5q31 data:

In our analyses of the 5q31 data , we used haplotype data kindly provided to us by Mark J. Daly. This data set was a list of 516 haplotypes. The first 258 were the haplotypes tranmitted to the child in each of 258 trios, and the last 258 were the haplotypes not transmitted to the child in the 258 trios. The haplotypes had been reconstructed with respect to missing data in such a way as to avoid bias in the TDT.

Briefly, if both parents and the child in the trio were missing no genotypes at a SNP, then the allele carried on the transmitted and untransmitted haplotypes is easily determined unless all three members of the trio are heterozygous, in which case the alleles carried on the transmitted and untransmitted chromosomes are termed "ambguously heterozygous" and denoted in the data by an "h".

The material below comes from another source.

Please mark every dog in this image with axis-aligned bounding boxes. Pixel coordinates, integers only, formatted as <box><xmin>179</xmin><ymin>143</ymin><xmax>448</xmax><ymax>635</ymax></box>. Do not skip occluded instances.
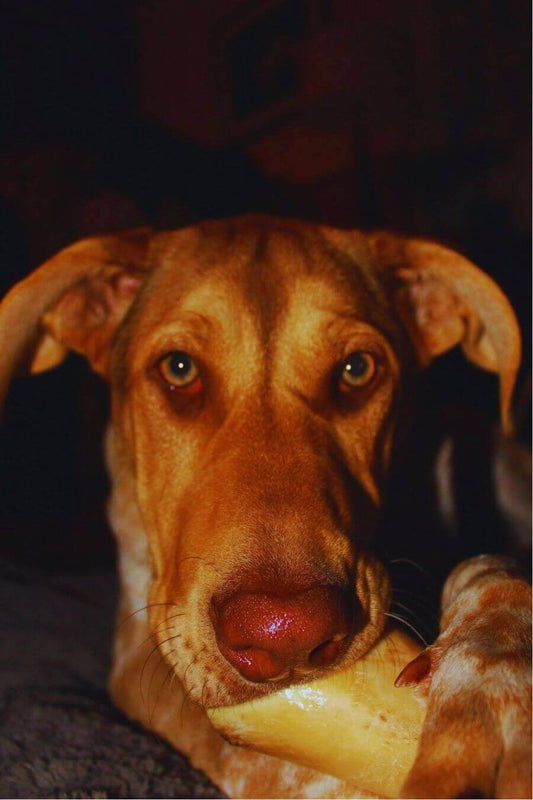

However, if genotypes are missing in some family members, the assignment of alleles at a given SNP locus to the transmitted and untransmitted haplotypes of parent A (for example) is done according to the following rules. (Let A and B be the two parents and C denote the child).

The dataset that results from such a procedure is in the file dalyphased.txt in which each row is a haplotype, the first column in each row is the Family ID and the remaining columns in each row are the alleles carried at the 103 SNPs on the haplotype. The first 129 pairs of rows are the haplotypes transmitted to the child in each trio, and the last 129 pairs of rows are the haplotypes not transmitted to the child in each trio. The alleles are coded as follows: 1=A, 2=C, 3=G, 4=T, "0" denotes missing genotype data, and "h" denotes ambiguous heterozygosity as above. (This file can be recreated from the original trio data in raw_data.txt by applying the awk script phaselikedaly.txt to the data, i.e., on a Unix or Linux machine save the file as myscript.sh and then run the command "myscript.sh raw_data.txt" after downloading raw_data.txt).

To run this data in our program MDBlocks, we format it so that the alleles are coded as 0's and 1's at each SNP, missing genotype data is denoted by "-1" and ambiguously heterozygous sites are recorded as "-2". Such a formatted file is available for download as daly4mdblocks.txt.